As early as 1904, Chislett had started working as a stonecutter in St. John's. Around the time of his retirement as a skater, Chislett began his career in the monument business in earnest. By 1915, he was the manager of Muir's Marble Works, then located at 260 Water Street, St. John's. The same year, he opened his own business, Chislett's Marble Works: Our enterprising townsman, Mr Frederick Chislett, marble worker, who has for the past four years been manager of the ‘Muir Marble Works’ has decided to go into business for himself, and has taken that fine stand corner store of McMurdo's Lane opp. Baine Johnston's premises. Mr. Chislett since his apprenticeship has by good taste and carefulness coupled with sterling honesty and true integrity in all his business and social life, made a wide circle of friends in the city and outports. He starts at once with a large number of orders, and we have no doubt that he will be well patronized because of giving good value to every customer.Chislett set up his shop in the corner shopfront in the range of buildings known as "Merchants Block" on Duckworth Street. By 1916, Chislett was advertising in various newspapers, offering to send potential rural customers design books and photographs of his work from which they could place an order. This allowed Chislett to expand business beyond the local St. John’s market, and Chislett stones can now be found in many cemeteries across the province, the Methodist cemetery at Freshwater, Conception Bay, being one example. Following World War I, Chislett expanded the business to create war memorials for soldiers and sailors, such as the one erected in Trinity in 1921.
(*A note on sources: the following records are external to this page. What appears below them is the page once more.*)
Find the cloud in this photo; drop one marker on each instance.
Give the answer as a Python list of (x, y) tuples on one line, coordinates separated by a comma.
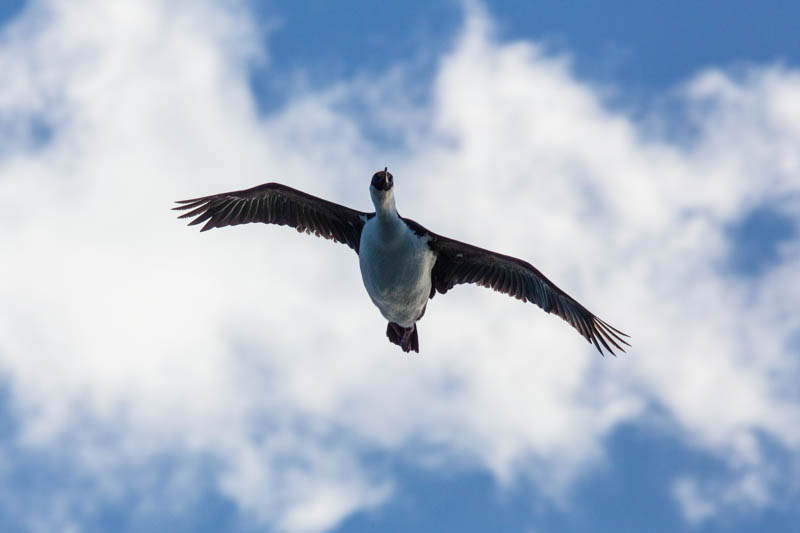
[(130, 337)]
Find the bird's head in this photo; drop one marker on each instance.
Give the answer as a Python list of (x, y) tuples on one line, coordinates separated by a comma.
[(382, 180)]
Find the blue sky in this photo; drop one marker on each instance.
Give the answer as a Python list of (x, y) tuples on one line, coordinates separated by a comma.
[(151, 382)]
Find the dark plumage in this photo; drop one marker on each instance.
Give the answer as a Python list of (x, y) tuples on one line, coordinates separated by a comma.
[(455, 262)]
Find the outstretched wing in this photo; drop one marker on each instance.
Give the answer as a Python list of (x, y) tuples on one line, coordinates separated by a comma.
[(458, 262), (273, 203)]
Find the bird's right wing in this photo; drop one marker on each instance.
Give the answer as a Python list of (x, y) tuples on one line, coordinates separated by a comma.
[(273, 203)]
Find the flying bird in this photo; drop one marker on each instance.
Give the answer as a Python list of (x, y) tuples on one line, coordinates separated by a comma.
[(403, 264)]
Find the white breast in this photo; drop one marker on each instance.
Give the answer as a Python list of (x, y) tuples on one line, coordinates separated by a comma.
[(396, 268)]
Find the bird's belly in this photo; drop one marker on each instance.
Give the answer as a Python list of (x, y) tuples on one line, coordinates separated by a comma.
[(397, 278)]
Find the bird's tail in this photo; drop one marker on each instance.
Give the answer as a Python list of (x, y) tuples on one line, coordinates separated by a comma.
[(397, 333)]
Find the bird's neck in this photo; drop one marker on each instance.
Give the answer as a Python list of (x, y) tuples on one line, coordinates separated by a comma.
[(384, 204), (385, 211)]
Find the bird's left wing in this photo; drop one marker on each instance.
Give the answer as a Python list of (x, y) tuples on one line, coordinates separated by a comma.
[(458, 262), (273, 203)]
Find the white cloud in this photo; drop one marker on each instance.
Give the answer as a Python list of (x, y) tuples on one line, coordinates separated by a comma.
[(132, 336)]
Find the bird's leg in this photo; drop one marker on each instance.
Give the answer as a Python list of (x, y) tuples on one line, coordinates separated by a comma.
[(406, 339)]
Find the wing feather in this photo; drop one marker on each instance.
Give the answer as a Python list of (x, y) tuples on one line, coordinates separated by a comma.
[(458, 263), (273, 203)]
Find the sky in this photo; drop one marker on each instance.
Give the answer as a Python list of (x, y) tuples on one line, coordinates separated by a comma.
[(156, 378)]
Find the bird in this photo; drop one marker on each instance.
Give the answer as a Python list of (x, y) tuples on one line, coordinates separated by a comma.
[(403, 264)]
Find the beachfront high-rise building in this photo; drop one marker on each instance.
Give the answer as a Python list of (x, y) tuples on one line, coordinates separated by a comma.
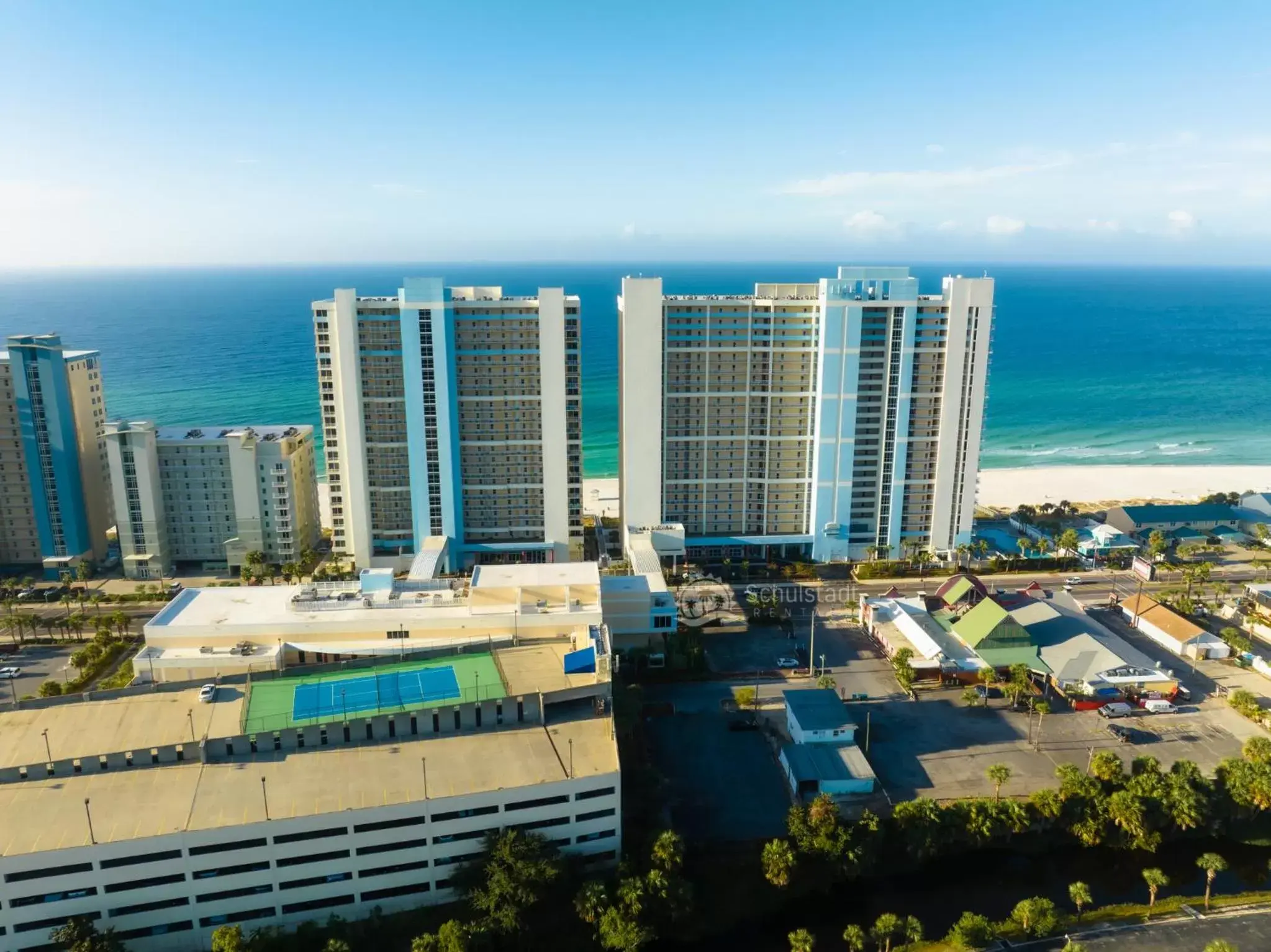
[(451, 413), (55, 501), (206, 497), (826, 421)]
Following Chislett's death in 1928, the business continued on into the 1930s, under manager Bruce Chislett. In 1928, the company was contracted to install a bronze memorial plaque commemorating the landing place of Sir Humphrey Gilbert.

== Personal life ==
On 10 July 1904 at the Gower Street parsonage, Chislett, an Anglican, married Irene Gillingham (c1887-1955), a Methodist, who was originally from Lower Island Cove. The 1921 census lists them as having at that point seven children: Bruce, Irene, Harold, Mildred, Hunter, Kenneth, and Edith Chislett. Memorialized for his deeds of charity, Chislett died on New Year’s Day in 1928 at age 47, having established a successful business. His cause of death was listed as cerebral haemorrhage. He left behind his wife Irene and nine children. Death records note him as belonging to the United Church of Canada, and he was buried in the General Protestant Cemetery in St. John's. Widow Irene Chislett died at her residence on Blackmarsh Road on February 7, 1955, mourned by five sons and four daughters.